Reviews

Candide

Broadway stars Daniel Reichard, Richard Kind, Lauren Worsham, and Judith Blazer shine in New York City Opera’s still-overblown version of Leonard Bernstein’s opera.

| New York City |

April 9, 2008

Lauren Worsham, Daniel Reichard,
Jessica Wright and Richard Kind
in Candide
(© Carol Rosegg)
Lauren Worsham, Daniel Reichard,
Jessica Wright and Richard Kind
in Candide
(© Carol Rosegg)

In a small-scale 1973 version of the musical Candide, first presented at the Brooklyn Academy of Music (before transferring to Broadway the following year), Harold Prince at last made sense of a musical previously considered an honorable 1956 Broadway failure, despite its ravishing and wittily derivative score by Leonard Bernstein. Using a new book by Hugh Wheeler (replacing Lillian Hellman’s original) and the work of a variety of obliging lyricists, including Richard Wilbur, John Latouche, and even Stephen Sondheim, the show came to glorious life. But in 1982, Prince apparently decided it was time for him to make nonsense of the oddly-fated adaptation of Voltaire’s satiric novel by creating a vastly overblown treatment
of Candide for New York City Opera, where it has been a frequent presence in the repertoire — and was even recreated at Broadway’s Gershwin Theatre in 1997.

Designed by Clarke Dunham to resemble a carnival midway — and with a huge cast of players dressed likewise by Judith Dolan — this Candide often feels like a too-sprawling and sometimes endless show. Luckily, this spring’s production at City Opera, directed with careful finish by longtime Prince associate Arthur Masella, is in about the best shape one can hope for, due in large part to the smart and ebullient cast, many of whom are making their City Opera debuts.

Leading them in the title role is Daniel Reichard, looking far more fresh-faced and innocent than he was in Jersey Boys these past couple of seasons. Not only is he singing in a pure, silvery tenor, but he’s getting all the humor from a role often undermined by the excessive production values. He’s gleefully intrepid even when he has to sing the mournful “It Must Be So” while journeying through an orchestra row with patrons staring up at him.

As both Voltaire and as Dr. Pangloss, the over-optimistic philosopher whom Voltaire was satirizing, Richard Kind has a Broadway baritone rather than an opera house variety. But it makes no matter once he applies his comic talents to the double and actually sextuple parts he switches into and out of so often that occasionally his wigs and facial hair-pieces have to be delivered to him on stage. Lauren Worsham, as virginal sex-pot Cunegonde, knows how to be goofily amusing. Her expertise is most apparent in the coloratura “Glitter and Be Gay,” where she dispenses some startling high E flats and makes the most of the jewelry-donning stage business Prince concocted 35 years ago.

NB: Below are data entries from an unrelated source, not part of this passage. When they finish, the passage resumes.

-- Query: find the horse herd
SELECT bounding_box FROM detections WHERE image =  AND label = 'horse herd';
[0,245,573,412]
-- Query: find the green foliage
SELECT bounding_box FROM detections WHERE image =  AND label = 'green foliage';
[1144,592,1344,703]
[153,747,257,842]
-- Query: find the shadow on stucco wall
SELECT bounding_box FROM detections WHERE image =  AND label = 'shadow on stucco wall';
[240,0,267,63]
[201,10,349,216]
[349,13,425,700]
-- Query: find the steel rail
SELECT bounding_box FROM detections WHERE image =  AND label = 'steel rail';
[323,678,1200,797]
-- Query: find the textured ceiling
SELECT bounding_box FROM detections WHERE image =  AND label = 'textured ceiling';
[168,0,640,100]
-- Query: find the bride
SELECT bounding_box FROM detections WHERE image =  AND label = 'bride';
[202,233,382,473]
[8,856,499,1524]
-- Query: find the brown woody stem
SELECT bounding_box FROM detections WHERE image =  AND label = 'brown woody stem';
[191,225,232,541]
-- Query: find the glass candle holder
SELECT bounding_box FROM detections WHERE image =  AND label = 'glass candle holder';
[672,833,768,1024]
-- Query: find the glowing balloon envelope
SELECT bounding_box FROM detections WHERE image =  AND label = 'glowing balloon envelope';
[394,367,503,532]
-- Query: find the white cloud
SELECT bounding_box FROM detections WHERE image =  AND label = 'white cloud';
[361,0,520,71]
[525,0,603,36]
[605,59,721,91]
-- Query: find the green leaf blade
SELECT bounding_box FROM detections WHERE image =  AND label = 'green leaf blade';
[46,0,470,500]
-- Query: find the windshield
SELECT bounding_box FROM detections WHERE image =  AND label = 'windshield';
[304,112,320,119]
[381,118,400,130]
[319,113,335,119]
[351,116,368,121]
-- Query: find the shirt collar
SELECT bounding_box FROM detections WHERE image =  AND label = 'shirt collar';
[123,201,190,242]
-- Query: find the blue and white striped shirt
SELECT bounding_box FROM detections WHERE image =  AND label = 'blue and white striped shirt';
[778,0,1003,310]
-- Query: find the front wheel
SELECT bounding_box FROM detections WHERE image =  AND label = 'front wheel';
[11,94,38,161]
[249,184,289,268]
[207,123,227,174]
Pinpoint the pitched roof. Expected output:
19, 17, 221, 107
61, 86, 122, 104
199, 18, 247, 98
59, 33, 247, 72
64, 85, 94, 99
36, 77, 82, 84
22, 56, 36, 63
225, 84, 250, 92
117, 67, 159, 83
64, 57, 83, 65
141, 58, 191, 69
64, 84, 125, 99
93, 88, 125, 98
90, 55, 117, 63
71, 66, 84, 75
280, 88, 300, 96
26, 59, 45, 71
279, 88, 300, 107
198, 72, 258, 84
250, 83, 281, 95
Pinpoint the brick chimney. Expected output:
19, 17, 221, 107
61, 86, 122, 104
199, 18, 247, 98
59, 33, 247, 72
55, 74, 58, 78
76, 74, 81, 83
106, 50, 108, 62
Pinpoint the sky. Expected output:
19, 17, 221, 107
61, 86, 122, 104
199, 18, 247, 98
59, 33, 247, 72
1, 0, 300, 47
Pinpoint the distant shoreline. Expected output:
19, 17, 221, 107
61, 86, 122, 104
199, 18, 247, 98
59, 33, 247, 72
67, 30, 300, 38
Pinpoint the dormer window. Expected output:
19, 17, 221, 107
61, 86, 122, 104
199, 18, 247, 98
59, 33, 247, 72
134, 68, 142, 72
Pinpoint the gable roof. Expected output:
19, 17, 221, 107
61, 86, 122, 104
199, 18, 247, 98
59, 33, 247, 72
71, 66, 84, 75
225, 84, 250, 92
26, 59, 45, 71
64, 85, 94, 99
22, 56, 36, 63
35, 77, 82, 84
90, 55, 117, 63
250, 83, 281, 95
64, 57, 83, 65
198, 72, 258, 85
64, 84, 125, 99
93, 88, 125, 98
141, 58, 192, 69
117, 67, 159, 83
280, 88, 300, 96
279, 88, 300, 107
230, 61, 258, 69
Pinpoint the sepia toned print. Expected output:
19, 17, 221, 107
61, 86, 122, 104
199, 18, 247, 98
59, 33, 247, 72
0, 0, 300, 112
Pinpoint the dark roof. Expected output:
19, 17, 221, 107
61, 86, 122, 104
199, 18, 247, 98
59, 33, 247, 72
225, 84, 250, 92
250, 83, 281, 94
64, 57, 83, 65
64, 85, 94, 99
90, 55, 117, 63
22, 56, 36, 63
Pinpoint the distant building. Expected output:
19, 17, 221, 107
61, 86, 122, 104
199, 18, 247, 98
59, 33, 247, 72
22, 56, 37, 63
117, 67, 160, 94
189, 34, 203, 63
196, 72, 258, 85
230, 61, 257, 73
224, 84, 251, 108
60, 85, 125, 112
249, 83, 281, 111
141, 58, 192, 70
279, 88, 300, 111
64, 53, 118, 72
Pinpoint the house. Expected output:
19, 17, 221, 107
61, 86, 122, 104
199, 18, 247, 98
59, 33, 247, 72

Well-earned nods also go to first-timer Jessica Wright as the sex-pottier Paquette and to Kyle Pfortmiller for throwing himself whole-hearted into silly Maximilian, who at one point pretends to be a buxom courtesan. Threatening to upstage all of the principals are Eric Michael Gillett and Robert Ousley in a series of hilarious cameo appearances. As Don Issachar, one of Cunegonde’s most fervent ravishers, Gillett does a priceless send-up of bad actors taking on Shylock.

Judy Blazer, far too young to play the bent-over Old Lady, nevertheless plays her with aplomb. She even tangos in choreographer Patricia Birch’s “I’m Easily Assimilated” number, which features a chorus line of grey-bearded old Dons and is genuinely ingenious. Hail to Birch as well for the shadow dance she’s dreamed up for the waltzy “What’s the Use?” She literally has ladies tossed about as if they’re stuffed dummies. No, wait, they are stuffed dummies.

As for the many additional City Opera players — some of whom occasionally step into other brief roles — their constant presence is justified only in the final moments, when Candide and pals decide work is the only solution of life’s puzzle and everyone joins in singing the moving “Make Our Garden Grow.”

While a truly definitive Candide will likely never materialize — past favorites like “Pangloss’ Song” about the syphilis daisy-chain and “The Venice Gavotte” do not exist in the Prince version — Candide lovers have learned to be grateful for whatever they get. At least this month, the getting is pretty good.